树的代码
// Definition for a binary tree node.
public class TreeNode {
int val;
TreeNode left;
TreeNode right;
TreeNode(int x) { val = x; }
}
101. Symmetric Tree
Given a binary tree, check whether it is a mirror of itself (ie, symmetric around its center).
For example, this binary tree [1,2,2,3,4,4,3] is symmetric:
1
/ \
2 2
/ \ / \
3 4 4 3
But the following [1,2,2,null,3,null,3] is not:
1
/ \
2 2
\ \
3 3
代码一 自己写的 5%
public boolean isSymmetric(TreeNode root) {
if (root == null) return true;
TreeNode t1;
TreeNode t2;
Stack<TreeNode> s1 = new Stack<TreeNode>();
Stack<TreeNode> s2 = new Stack<TreeNode>();
s1.push(root.left);
s2.push(root.right);
while (!(s1.isEmpty() || s2.isEmpty())) {
t1 = s1.pop();
t2 = s2.pop();
if (t1 == null && t2 == null) continue;
if (t1 == null && t2 != null || t1 != null && t2 == null) return false;
if (t1.val == t2.val) {
s1.push(t1.left);
s1.push(t1.right);
s2.push(t2.right);
s2.push(t2.left);
}else return false;
}
if (s1.isEmpty() && !s2.isEmpty() || s2.isEmpty() && !s1.isEmpty()) return false;
return true;
}
代码二 精简版
public boolean isSymmetric(TreeNode root) {
Queue<TreeNode> q = new LinkedList<TreeNode>();
if (root == null) return true;
q.add(root.left);
q.add(root.right);
while (q.size() > 1) {
TreeNode left = q.poll(), right = q.poll();
if (left == null && right == null) continue;
if (left == null ^ right == null) return false;
if (left.val != right.val) return false;
q.add(left.left);
q.add(right.right);
q.add(left.right);
q.add(right.left);
}
return true;
}
代码三 递归
public boolean isSymmetric(TreeNode root) {
return root==null || isSymmetricHelp(root.left, root.right);
}
private boolean isSymmetricHelp(TreeNode t1, TreeNode t2) {
if (t1 == null || t2 == null) return t1 == t2;
if (t1.val != t2.val) return false;
return isSymmetricHelp(t1.left, t2.right) && isSymmetricHelp(t1.right, t2.left);
}
104. Maximum Depth of Binary Tree
Given a binary tree, find its maximum depth.

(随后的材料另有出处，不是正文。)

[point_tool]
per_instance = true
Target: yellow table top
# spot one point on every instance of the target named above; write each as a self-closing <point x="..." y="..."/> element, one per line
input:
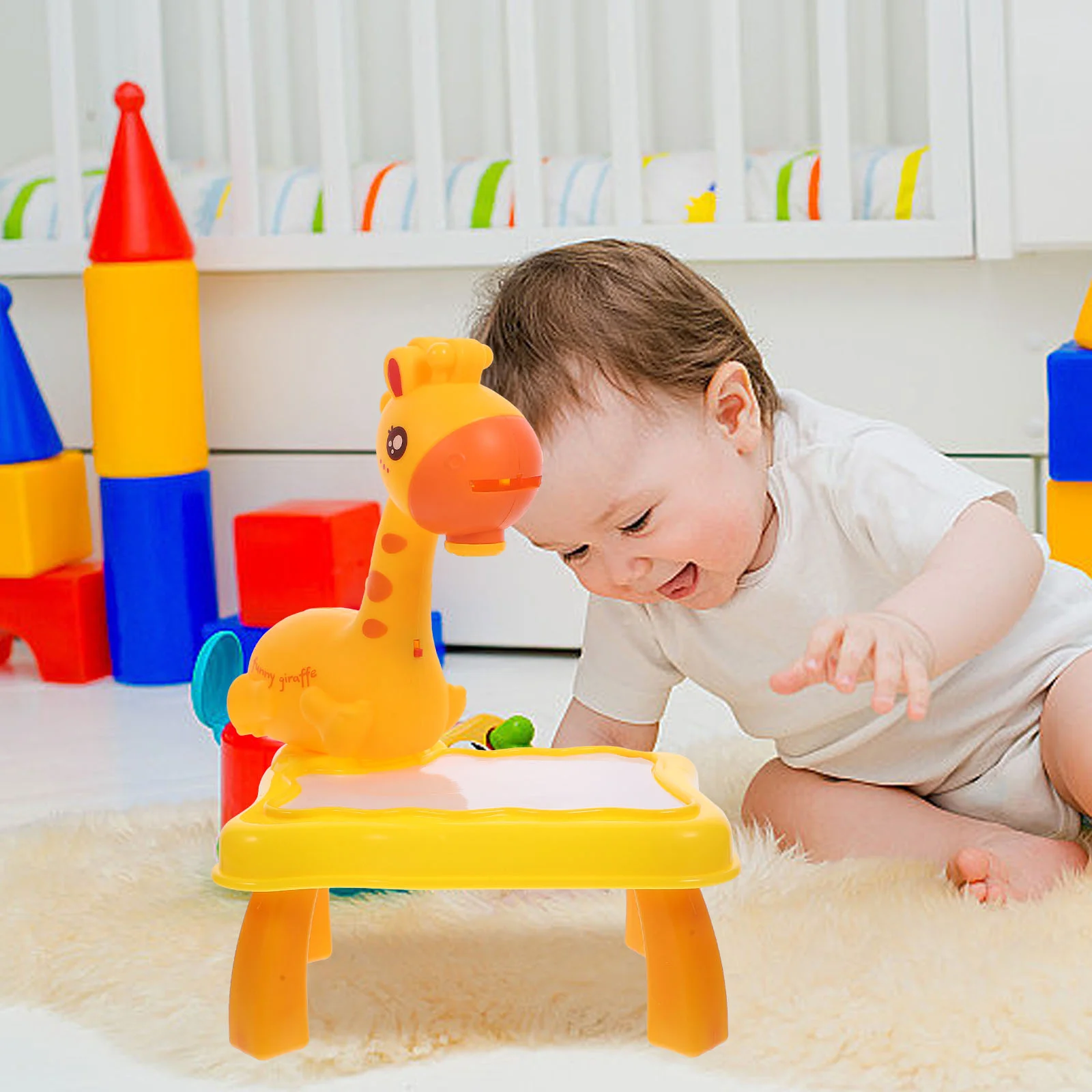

The maximum depth is the number of nodes along the longest path from the root node down to the farthest leaf node.
代码一 自己写的
public int maxDepth(TreeNode root) {
return bfs(root, 0);
}
int bfs(TreeNode node, int depth) {
if (node == null) return depth;
return Math.max(bfs(node.left, depth + 1), bfs(node.right, depth + 1));
}
代码二 精简版 16%
思维还是跟不上迭代的精髓,根本不需要一个变量去传递depth
public int maxDepth(TreeNode root) {
if (root == null) {
return 0;
}
return 1 + Math.max(maxDepth(root.left), maxDepth(root.right));
}
111. Minimum Depth of Binary Tree
Given a binary tree, find its minimum depth.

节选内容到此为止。